The Noodles Next Door—Fideo By Mick is Karma Bar’s New Neighbor

Owner Michael Schepers calls his ’eccentric & eclectic’ concept a pop-up, but the food is anything but off-the-cuff

We know that Michael Schepers, owner of Mick’s Karma Bar in Irvine (and lately Haché LA in Silver Lake) knows burgers. Long lines snaking through the groovy sculpture in the office plaza outside the door of Karma Bar testify to the popularity of his freshly-ground burgers and natural, house-made soft drinks. But the Austrian-Dutch Schepers has a restless restaurateur’s mind.

So, if the line is daunting—or you forgot to use convenient online ordering—take a look next door. It may still say Kitima on the building, the name of a Thai restaurant Schepers used to run, but it’s now Fideo by Mick. Schepers characterizes Fideo as a pop-up—meaning he’ll see where it goes. But what exactly is it? He says his Twitter bio is as accurate a description as anything: “An eccentric & eclectic (noodle) dining concept by Mick.”
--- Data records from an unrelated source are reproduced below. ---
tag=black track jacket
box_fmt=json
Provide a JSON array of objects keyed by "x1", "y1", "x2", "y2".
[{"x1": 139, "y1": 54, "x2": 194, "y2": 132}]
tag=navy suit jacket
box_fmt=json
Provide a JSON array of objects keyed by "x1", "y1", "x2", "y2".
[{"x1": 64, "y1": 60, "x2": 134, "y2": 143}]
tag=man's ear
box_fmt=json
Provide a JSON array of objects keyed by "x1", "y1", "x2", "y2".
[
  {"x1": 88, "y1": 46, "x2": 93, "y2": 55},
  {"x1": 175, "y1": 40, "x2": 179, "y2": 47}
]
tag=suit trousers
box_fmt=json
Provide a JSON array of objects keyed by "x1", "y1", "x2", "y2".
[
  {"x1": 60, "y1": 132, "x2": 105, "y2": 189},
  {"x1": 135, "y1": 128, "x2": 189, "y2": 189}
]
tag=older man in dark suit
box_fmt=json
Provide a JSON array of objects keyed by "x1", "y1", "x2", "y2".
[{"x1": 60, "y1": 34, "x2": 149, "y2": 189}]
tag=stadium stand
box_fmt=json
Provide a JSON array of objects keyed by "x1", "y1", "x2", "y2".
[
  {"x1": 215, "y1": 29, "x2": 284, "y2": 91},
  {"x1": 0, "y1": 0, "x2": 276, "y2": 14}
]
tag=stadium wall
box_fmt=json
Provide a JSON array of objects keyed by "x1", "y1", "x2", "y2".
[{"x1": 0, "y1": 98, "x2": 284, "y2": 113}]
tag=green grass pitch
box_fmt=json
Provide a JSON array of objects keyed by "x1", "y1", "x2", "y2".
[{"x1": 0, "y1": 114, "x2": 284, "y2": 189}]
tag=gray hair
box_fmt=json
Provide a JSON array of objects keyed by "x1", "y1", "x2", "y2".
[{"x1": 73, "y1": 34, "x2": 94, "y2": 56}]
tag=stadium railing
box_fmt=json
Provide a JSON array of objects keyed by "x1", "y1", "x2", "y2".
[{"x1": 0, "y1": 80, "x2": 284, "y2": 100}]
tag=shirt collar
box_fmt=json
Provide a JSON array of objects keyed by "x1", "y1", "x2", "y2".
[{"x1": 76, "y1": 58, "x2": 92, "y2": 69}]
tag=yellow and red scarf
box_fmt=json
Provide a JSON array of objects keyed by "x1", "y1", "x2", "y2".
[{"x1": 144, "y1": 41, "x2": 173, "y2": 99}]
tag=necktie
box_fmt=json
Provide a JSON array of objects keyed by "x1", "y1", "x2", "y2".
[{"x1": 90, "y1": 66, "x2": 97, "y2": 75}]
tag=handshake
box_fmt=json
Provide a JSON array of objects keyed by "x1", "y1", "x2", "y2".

A brief menu of noodle and rice dishes (each, $8) from cultures spanning the globe is accompanied by more of those proprietary soft drinks, including new passion fruit iced tea that includes the fruit’s seeds and their gentle tartness. At a preview tasting I tried Burmese-style curry with tender chunks of 12-hour-simmered pork belly. The sauce was deeply flavored, complex and intense, thickly napping the pork chunks with notes of lemongrass and a hint of cinnamon. After the meat is cooked, Schepers refrigerates it, then removes the rendered fat, which even pork belly fans admit can be swoon-inducing in excess. The bracing, dark sauce is something of a revelation with the richly striated pork, and perfect with the accompanying rice. Long-simmered chicken curry is served in bowls with fresh, flat ramen noodles. It’s unlike any chicken curry you’ve had before, I can almost guarantee. It also may be the best you’ve ever had.

Food that’s not what you’ve had before—yet is recognizable and with identifiable influences—is Mick’s stock in trade. He says it’s not specifically about chicken curry or Burmese-style pork belly, or fresh-ground burgers, for that matter—the food at any of his restaurants just doesn’t exist elsewhere. If you want it, you have to come to Mick. For Fideo, I predict pop-up status converts to permanent restaurant very soon.